家族全員で交通事故に遭った一家、そのせいで脚に障がいが残った父、植物状態になった母、ひとりだけ無事だったことに罪悪感を抱える長女、火傷を負った顔をマスクで隠す次女……。
不穏な空気がたちこめる“異質の謎解きサスペンス”、『この子は邪悪』で主人公の長女・窪花を演じた南沙良と、彼女の幼なじみ・四井純を演じた大西流星。
予想をことごとく覆す展開の先に衝撃のラストが待ち受ける本作を、ふたりはどう受け止めたのか。作品について、撮影現場での出来事について、話を聞いた。
正解が分からないものだからこそ家族について考えたくなる
──まずは、演じる役柄について教えてください。
南 花は家族全員で交通事故に遭い、心に傷を負ってしまった女の子です。しかも、自分だけが無事だった罪悪感を抱えていて。そういった心の傷や暗いものを、ふとしたときに表現できればいいなと思っていました。
大西 純くんも純くんで家族に問題を抱えていて、自分のお母さんの心が壊れてしまった原因を突き止めようとしています。そうしている中で、幼なじみの花ちゃんに再会して。名前のとおり純粋な子で、僕も見習わなくちゃなぁと思うくらい真っ直ぐですね。年齢は16歳ですけど大人っぽくて、尊敬する部分がたくさんありました。
──そんな花と純の再会に前後し、窪家では不穏な出来事が進行していきます。
大西 現実離れした物語であると同時に、どこか共感できる部分もあったりして。登場人物ひとりひとりのキャラクターが濃く、視点を変えて見ていただけると捉え方も変わります。人間のちょっとした生々しさやリアルな恐怖が描かれていて、新しいサスペンスなのかなとも感じました。僕らの日常でも、もしかしたら起こり得るのかなぁって。

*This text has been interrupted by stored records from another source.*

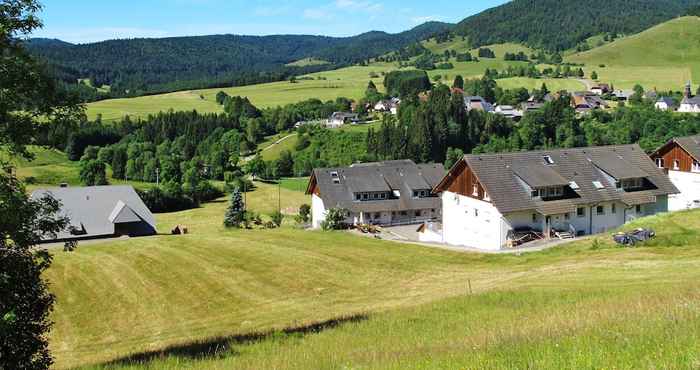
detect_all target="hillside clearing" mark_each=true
[46,201,700,369]
[566,17,700,91]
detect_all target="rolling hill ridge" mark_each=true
[27,22,451,96]
[454,0,700,51]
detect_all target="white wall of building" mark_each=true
[442,192,669,250]
[668,170,700,211]
[311,194,326,229]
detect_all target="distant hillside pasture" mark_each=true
[87,90,223,122]
[496,77,586,91]
[87,63,397,121]
[286,58,330,67]
[46,205,700,369]
[566,17,700,91]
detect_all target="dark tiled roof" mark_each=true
[310,160,445,212]
[32,185,156,239]
[513,163,569,188]
[454,144,678,214]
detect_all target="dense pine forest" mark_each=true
[454,0,700,51]
[27,22,451,100]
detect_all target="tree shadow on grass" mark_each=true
[99,314,369,368]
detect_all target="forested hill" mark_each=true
[28,22,453,96]
[454,0,700,51]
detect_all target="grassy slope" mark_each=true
[0,146,154,191]
[88,58,581,121]
[42,199,700,369]
[567,17,700,90]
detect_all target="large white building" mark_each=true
[306,160,445,228]
[651,135,700,211]
[433,145,678,250]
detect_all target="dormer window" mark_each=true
[618,179,644,190]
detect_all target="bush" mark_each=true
[270,211,284,227]
[299,204,311,223]
[321,208,348,231]
[196,181,224,202]
[136,187,198,213]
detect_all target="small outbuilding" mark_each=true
[31,185,156,242]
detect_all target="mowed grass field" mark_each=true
[87,55,580,121]
[566,17,700,91]
[41,195,700,369]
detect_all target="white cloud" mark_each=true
[335,0,384,13]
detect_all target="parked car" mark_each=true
[613,229,656,247]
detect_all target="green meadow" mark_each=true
[39,198,700,369]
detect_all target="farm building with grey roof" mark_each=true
[433,145,678,250]
[31,185,156,242]
[307,160,445,228]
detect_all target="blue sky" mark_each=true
[32,0,506,43]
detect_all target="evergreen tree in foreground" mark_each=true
[0,0,83,370]
[224,188,245,227]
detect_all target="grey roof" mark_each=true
[309,160,445,212]
[656,96,676,107]
[513,163,569,189]
[435,144,678,214]
[31,185,156,239]
[681,95,700,105]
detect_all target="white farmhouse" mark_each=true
[678,82,700,113]
[306,160,445,228]
[651,135,700,211]
[326,112,359,128]
[433,145,678,250]
[654,96,675,111]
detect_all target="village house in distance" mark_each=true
[31,185,156,242]
[651,135,700,211]
[433,144,678,250]
[306,160,445,228]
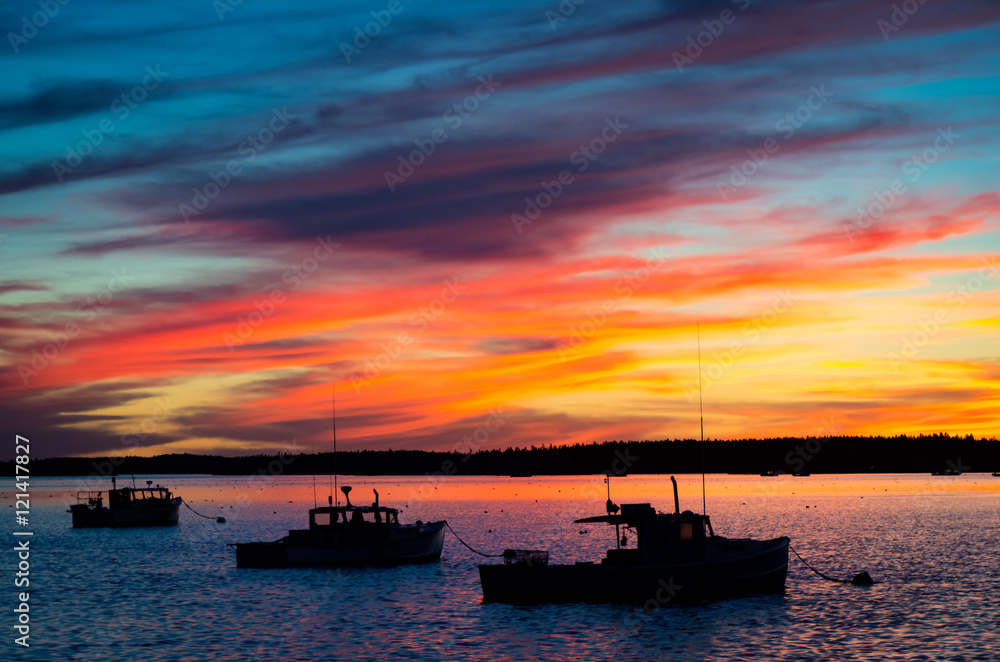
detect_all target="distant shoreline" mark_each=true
[0,434,1000,477]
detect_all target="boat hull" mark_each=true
[70,497,181,529]
[233,521,445,568]
[479,537,789,603]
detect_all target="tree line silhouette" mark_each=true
[9,433,1000,476]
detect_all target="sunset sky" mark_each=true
[0,0,1000,459]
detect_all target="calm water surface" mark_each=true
[9,474,1000,662]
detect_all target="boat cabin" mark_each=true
[76,481,173,510]
[309,506,399,529]
[576,503,714,565]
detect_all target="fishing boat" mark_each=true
[69,476,183,529]
[479,476,789,603]
[229,485,445,568]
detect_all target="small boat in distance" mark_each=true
[229,485,445,568]
[69,476,183,529]
[479,476,789,603]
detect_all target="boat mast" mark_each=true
[697,322,708,515]
[330,381,340,506]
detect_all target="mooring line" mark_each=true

南 基本的には、家族の物語ですしね。家族の形がいろいろと複雑化している中で、こんな家族の形や愛の形もあるんだなと感じました。いろいろな形があり、正解が分からないものだからこそ家族の定義について考えたくなりますし。そういったリアリティを、お芝居でしっかり表現したいなとも思っていました。